Dhvāntapramāpaka-yantra (Spectrometer):
In ancient India, spectroscopy (dhvāntavijñāna, ध्वान्तविज्ञान) was an important method to reveal the secrets of the universe and to understand the process of evolution. The spectrometer is used in spectroscopy for producing spectral lines and measuring their wavelengths and intensities. Both Bharadvāja and Bodhānanda have given descriptions for devising such a spectrometer which was used for analysing and probing the creation of different star-systems. From the description of the instrument it is easy to infer that the Dhvāntapramāpaka-yantra is probably one of the five devices that were used to measure the spectra of the three optical regions. The Dhvāntapramāpaka-yantra as described by Maharṣi Bharadvāja, is a sophisticated instrument – a spectrometer, used to measure the full range spectral radiations (dhvānta, ध्वान्त or tama, तम). The three optical regions of tama – infrared, visible light and ultraviolet regions are called tama, gūḍhatama (गूढतम) and andhatama (अन्धतम), respectively. The commentary of Amśubodhinī also mentions that these are known as rajas (रजस्), tamas (तमस्) and sattva (सत्त्व) respectively in the philosophical texts. In astrophysics the Dhvāntapramāpaka-yantra was used for the spectral classification of stars or Nakṣatra (नक्षत्र). This instrument was able to measure the Fraunhofer lines (spectral absorption lines) present in the visible region of solar spectrum. The text of the Amśubodhinī enumerates various radiations (tama) with their symbolic names (sāṅketa सङ्केत). It also gives the measurements of the radiations expressed in terms of ancient unit of angle – kakṣya (कक्ष्य) (1 kakṣya = 10 -4 radian), related to their corresponding deviation produced due to dispersion through the prism. It is interesting to note that as the ‘radian’ word is derived from radius, similarly ‘kakṣya’ appears to have been derived from the word ‘kakṣa (कक्ष)’ the orbit. In the work ‘Yantra Sarvasva (यन्त्र सर्वस्व)’, Maharṣi Bharadvāja described the Dhvāntapramāpaka-yantra as the 109 th instrument comprised of 32 ancilliary components, capable of analysing radiation in general. According to Śārikānātha (शारिकानाथ, 780-825 CE), writer of Dhvāntavijñānabhāskara (ध्वान्तविज्ञानभास्कर), which is based on Yantra Sarvasva, 13 out of the 32 components are sufficient to analyse tama, the radiation of the optical region. From the analysis of data of the Dhvāntapramāpaka-yantra, it was concluded that:
- The special vertical design of the spectrometer is suited to gather the radiation from solar and other stellar sources.
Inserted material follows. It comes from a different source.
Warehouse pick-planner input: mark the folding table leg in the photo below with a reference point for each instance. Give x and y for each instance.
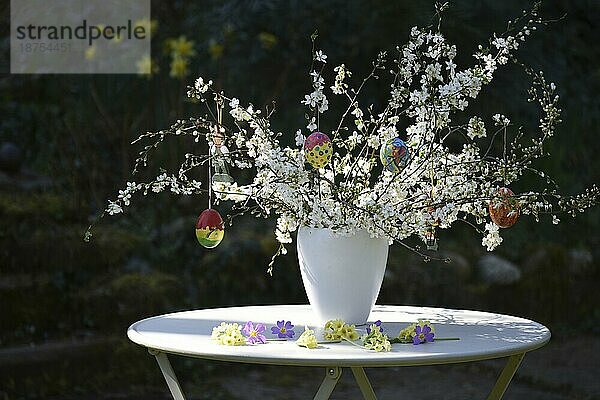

- The wavelengths corresponding to the kakṣya data fairly tally with that of Fraunhofer’s lines from A to K covering almost the whole visible range of solar radiation – Alika (अलिक) as A, Biṁboka (बिंबोक) as B, Vīchaka (वीछक) as C, and so on.
- The format of symbolic names (sāṅketa) is parallel to the modern spectroscopic classification of star types. The details of these components, spectroscopic data provided by Dhvāntapramāpaka-
yantra, the prism setting, and derivation of formulae are available in the book Amshubodhini shastram by Dongre-Nene and articles published in Indian Journal of History of Science.
Prakāśastambhanābhidalauha: Novel Infrared Transparent Material:
The synthesis of materials or alloys required to prepare the prism and lenses for different spectral regions and wavelength ranges of the spectrometer was known to the people of ancient India. The names of materials such as Uśṇāpahāraka-lauha (उष्णापहारक-लौह), Chāyā- prabhāvibhājaka-lauha (छाया प्रभाविभाजक-लौह) and Prakāśastambhanābhidalauha, etc. are cited in Amśubodhinī.
One of these materials – Prakāśastambhanābhidalauha (visible light absorbing material), unique, non-hygroscopic infrared transparent material of range 5000 cm -1 to 1400 cm -1 was prepared at NML, Jamshedpur. According to the Sanskrit text, this material should be able to absorb visible light and will transmit infra-red radiation.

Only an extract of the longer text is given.